Joann Barbetta told the county board: “Ten years ago, we came to Saddlebrook, when our daughter had dreams of training at a tennis academy.
“The tennis drew us in, but the wonderful people, the natural beauty and the abundant wildlife made us stay.
“You can see that Saddlebrook is simply spectacular,” she said, referring to video shots of the resort’s natural areas. “The expansive and dense collection of trees, the winding roads, the spacious driving range were all carefully laid out.
“The homes are spaced far apart, with a lot of privacy and large open spaces. The peacefulness and serenity of that, cannot be overstated,” she said.
Larry Barbetta added: “We love our community.
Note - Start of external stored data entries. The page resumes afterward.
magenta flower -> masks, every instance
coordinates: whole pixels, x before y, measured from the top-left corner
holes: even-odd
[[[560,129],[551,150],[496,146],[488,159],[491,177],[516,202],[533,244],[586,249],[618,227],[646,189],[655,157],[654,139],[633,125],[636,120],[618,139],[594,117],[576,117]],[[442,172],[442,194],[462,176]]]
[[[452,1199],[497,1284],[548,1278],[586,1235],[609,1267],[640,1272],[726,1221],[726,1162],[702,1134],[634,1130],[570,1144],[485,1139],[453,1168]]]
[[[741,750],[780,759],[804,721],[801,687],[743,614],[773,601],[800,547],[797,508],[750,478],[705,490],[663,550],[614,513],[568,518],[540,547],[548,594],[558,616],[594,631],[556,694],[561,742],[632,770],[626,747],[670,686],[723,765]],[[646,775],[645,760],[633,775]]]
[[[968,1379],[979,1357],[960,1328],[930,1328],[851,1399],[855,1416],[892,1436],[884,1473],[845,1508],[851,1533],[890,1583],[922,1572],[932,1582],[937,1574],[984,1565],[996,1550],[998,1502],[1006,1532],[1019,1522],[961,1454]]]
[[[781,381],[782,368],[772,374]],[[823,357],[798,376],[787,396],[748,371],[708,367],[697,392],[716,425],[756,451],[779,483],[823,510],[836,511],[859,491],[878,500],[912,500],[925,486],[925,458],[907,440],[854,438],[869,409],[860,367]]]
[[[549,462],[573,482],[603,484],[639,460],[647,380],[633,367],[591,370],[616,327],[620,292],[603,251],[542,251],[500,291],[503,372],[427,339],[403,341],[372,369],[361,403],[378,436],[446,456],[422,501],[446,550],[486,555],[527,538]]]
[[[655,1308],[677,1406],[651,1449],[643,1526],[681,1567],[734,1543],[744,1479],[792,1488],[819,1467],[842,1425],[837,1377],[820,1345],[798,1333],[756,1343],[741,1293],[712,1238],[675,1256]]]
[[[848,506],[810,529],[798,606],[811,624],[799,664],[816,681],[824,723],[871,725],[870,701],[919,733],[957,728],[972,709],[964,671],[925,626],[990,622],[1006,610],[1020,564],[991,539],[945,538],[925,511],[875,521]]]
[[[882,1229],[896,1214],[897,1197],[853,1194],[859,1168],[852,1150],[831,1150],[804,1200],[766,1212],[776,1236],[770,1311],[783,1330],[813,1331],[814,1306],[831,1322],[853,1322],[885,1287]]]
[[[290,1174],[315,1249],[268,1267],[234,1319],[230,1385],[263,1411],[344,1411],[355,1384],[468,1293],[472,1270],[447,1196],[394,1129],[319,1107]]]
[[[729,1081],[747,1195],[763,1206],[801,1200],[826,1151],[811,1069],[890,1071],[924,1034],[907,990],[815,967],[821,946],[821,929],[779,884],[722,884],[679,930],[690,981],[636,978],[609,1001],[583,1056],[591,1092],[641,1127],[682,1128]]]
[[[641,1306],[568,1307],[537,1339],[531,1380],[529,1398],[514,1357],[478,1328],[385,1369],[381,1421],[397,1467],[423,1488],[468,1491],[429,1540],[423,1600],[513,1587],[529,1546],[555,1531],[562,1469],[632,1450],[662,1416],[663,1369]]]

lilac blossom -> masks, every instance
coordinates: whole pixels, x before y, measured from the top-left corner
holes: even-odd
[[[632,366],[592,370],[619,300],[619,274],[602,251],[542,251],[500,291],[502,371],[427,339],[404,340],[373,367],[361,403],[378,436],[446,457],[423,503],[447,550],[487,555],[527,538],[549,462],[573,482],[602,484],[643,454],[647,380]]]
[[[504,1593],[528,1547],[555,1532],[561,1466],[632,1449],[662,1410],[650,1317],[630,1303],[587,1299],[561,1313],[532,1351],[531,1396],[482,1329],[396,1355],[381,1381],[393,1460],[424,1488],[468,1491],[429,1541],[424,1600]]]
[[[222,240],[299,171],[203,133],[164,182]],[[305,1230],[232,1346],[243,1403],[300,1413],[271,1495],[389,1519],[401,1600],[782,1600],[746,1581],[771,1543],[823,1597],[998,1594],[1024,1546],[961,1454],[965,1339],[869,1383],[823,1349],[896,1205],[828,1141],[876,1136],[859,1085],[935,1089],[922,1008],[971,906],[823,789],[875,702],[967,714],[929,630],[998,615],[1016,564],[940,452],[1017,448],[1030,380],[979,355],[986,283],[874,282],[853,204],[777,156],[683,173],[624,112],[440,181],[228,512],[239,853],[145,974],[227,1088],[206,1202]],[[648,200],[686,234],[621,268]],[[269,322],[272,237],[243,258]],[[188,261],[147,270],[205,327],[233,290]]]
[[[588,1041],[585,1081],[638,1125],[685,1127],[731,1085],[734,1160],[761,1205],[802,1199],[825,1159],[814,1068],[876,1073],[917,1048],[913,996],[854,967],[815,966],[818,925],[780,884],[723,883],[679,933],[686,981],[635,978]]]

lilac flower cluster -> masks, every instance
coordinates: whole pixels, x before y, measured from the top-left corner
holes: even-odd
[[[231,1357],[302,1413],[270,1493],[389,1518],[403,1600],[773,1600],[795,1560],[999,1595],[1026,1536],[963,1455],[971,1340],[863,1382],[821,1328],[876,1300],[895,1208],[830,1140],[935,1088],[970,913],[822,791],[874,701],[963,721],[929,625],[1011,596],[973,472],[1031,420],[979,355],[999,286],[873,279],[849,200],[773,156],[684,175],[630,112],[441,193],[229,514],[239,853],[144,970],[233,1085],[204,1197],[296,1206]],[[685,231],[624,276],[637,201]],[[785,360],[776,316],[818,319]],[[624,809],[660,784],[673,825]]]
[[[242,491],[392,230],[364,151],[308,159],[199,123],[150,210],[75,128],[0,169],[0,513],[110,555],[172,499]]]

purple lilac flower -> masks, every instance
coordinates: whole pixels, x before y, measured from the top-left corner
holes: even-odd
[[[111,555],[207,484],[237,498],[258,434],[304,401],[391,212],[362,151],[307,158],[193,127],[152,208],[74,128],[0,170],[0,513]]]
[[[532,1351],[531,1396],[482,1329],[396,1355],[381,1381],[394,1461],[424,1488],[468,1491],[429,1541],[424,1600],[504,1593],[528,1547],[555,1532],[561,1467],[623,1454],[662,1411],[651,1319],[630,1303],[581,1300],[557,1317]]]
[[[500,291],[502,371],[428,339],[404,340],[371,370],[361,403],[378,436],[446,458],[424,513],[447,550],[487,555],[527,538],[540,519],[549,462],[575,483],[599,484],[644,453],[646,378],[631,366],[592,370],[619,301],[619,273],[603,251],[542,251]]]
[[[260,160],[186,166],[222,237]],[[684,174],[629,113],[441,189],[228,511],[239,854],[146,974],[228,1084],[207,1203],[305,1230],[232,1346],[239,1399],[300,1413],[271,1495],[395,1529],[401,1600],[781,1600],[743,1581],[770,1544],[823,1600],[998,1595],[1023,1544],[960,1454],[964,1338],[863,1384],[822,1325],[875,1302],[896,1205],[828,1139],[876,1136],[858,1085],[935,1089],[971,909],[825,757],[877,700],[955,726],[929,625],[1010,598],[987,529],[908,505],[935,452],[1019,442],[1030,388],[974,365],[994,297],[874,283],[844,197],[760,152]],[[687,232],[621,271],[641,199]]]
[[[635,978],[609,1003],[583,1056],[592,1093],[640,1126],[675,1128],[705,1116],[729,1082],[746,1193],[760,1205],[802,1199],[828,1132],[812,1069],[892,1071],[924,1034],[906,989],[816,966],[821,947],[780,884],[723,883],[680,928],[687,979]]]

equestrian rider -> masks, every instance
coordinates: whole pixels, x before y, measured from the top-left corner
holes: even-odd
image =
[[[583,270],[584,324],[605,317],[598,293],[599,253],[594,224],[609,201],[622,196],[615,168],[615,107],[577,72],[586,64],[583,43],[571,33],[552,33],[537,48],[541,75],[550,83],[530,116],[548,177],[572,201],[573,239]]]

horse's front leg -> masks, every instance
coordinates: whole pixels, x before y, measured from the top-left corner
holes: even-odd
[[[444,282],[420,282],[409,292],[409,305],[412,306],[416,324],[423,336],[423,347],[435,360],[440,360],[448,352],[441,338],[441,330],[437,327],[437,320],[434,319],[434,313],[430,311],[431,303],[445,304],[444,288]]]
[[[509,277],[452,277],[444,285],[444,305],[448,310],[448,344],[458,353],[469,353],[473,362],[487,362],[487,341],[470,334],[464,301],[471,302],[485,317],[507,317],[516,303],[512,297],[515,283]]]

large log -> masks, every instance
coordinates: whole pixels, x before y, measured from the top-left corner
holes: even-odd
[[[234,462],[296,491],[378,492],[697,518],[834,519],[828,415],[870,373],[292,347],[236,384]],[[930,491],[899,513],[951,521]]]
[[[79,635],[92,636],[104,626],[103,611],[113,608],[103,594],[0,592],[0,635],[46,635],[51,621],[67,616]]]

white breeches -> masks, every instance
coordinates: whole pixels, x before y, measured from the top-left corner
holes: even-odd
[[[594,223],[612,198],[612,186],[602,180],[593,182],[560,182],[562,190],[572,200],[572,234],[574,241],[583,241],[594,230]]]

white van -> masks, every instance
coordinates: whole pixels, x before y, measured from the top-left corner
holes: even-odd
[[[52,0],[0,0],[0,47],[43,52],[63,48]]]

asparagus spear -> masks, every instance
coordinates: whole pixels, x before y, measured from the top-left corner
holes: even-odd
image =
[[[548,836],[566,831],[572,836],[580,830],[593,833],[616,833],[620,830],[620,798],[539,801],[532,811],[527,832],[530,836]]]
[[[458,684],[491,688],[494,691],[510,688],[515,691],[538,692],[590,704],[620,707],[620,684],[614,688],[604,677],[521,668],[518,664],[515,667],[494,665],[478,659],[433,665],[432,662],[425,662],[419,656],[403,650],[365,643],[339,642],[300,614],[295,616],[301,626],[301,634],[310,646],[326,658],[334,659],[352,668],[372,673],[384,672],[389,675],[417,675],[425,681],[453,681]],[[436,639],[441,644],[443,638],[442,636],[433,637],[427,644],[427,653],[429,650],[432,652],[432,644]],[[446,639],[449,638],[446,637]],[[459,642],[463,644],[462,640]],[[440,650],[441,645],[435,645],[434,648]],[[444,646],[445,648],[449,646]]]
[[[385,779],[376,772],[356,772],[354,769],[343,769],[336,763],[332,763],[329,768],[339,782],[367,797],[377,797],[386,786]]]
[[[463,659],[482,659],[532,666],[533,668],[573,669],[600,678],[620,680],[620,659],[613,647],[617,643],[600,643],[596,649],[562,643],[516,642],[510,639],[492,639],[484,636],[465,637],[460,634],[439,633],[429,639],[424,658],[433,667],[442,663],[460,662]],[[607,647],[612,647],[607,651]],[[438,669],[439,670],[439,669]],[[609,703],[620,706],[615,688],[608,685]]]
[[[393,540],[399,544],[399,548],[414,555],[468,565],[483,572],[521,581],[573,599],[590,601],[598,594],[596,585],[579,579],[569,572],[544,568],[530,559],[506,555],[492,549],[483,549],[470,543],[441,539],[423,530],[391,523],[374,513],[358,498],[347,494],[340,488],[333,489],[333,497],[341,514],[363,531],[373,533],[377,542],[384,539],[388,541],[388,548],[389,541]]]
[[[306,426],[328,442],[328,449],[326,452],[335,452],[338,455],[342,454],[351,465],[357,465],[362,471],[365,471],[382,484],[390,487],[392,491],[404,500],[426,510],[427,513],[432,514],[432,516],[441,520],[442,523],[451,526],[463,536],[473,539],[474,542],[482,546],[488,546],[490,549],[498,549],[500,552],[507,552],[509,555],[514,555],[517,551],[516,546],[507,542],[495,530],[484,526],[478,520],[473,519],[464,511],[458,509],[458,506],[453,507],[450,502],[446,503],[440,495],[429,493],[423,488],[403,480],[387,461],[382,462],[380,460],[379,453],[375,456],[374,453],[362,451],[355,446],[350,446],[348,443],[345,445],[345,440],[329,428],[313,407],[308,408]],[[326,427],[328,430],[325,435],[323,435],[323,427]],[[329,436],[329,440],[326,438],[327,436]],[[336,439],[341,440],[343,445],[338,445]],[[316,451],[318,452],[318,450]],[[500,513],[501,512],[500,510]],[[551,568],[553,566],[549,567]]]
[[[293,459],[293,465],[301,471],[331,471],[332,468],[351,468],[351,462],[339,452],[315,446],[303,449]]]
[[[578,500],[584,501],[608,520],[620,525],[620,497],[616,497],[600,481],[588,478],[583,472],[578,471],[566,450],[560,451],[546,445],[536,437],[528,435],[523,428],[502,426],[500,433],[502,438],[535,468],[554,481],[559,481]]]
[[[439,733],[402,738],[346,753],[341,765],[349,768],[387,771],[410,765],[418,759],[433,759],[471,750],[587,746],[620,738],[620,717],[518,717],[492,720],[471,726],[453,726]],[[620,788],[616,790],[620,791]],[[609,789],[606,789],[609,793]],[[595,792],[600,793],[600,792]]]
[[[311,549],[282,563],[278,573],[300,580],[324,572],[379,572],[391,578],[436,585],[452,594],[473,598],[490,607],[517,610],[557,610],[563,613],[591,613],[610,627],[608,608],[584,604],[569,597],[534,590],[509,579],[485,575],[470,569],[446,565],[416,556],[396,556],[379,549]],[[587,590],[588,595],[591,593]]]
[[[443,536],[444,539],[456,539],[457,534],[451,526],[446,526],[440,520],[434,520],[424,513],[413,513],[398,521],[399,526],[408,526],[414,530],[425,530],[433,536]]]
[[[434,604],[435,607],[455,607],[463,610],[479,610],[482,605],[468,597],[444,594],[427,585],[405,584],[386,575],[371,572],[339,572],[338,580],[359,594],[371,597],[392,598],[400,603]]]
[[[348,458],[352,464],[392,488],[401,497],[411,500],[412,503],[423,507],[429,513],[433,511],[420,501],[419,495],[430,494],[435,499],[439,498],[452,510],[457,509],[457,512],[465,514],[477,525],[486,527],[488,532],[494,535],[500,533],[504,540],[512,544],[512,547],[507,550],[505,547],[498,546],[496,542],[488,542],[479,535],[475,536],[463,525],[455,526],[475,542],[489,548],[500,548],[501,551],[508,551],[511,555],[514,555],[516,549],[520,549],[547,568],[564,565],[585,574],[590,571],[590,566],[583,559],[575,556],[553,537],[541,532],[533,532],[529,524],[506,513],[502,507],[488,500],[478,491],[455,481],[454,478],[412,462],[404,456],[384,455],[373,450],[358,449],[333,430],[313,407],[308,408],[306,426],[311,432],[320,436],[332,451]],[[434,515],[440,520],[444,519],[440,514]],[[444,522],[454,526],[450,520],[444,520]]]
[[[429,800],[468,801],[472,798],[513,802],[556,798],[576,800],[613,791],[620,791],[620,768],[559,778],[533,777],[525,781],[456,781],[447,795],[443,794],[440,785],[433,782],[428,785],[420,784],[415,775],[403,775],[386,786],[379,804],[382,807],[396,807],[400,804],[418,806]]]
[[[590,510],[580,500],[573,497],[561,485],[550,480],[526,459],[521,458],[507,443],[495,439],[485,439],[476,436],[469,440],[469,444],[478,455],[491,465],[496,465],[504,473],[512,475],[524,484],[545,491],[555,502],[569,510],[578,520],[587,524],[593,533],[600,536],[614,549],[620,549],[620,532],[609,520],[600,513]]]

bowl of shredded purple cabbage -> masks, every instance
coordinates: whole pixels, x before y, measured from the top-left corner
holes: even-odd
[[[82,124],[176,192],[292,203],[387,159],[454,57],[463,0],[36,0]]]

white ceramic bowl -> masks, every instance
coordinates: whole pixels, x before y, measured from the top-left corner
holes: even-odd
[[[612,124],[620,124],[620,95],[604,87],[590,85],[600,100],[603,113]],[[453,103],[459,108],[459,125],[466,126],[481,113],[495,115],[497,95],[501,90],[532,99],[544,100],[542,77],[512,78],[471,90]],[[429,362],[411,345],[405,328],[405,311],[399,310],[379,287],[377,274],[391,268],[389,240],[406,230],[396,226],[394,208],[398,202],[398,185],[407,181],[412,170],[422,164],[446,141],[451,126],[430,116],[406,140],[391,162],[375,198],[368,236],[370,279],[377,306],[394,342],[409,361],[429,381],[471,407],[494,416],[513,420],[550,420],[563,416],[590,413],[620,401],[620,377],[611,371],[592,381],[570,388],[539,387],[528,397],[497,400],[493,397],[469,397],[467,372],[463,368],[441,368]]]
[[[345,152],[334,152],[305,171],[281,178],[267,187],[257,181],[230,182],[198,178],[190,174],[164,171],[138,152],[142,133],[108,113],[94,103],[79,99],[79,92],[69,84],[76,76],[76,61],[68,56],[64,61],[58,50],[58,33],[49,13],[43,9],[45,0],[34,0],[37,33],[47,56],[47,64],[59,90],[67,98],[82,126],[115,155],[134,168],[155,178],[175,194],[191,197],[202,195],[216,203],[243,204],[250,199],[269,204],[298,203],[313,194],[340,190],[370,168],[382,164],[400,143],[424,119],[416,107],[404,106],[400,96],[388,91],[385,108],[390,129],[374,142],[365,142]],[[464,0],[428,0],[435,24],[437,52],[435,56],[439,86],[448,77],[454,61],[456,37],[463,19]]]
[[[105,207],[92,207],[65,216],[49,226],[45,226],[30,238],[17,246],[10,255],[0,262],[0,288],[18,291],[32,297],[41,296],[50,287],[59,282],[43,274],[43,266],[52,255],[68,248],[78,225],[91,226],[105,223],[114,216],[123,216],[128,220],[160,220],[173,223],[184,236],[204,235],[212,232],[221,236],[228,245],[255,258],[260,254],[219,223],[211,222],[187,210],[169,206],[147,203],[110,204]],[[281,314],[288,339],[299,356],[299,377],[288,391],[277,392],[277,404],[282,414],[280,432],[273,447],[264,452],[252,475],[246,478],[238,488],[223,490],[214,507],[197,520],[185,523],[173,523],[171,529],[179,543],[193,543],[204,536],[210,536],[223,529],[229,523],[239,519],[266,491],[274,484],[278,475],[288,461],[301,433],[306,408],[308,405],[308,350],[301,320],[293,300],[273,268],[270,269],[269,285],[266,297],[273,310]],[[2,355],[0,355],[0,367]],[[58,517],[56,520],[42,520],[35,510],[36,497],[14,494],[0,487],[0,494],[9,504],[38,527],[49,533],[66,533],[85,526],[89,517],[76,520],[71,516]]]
We are here to make sure that anything that’s done in the development and redevelopment of our community is consistent with the values, heritage and builds on the legacy of Saddlebrook.”
A number of other speakers raised concerns about traffic; insufficient fire, police and emergency services; a threat to their quality of life; and, a potential drop in property values.
But Barry Shein, treasurer on Saddlebrook’s condo association’s board, said the coalition of opponents do not represent everyone with property at the resort.
He said his group has been working with Mast Capital and is confident its representatives “are people of integrity.
“I believe they will do what they say they are going to do,” he said.
Shein also noted the Mast Capital proposed development will help generate money needed to make improvements to upgrade the property.
The condo board’s attorney, according to Shein, has been involved in drafting the deed restriction “to make sure, in perpetuity, the golf course would remain a golf course.”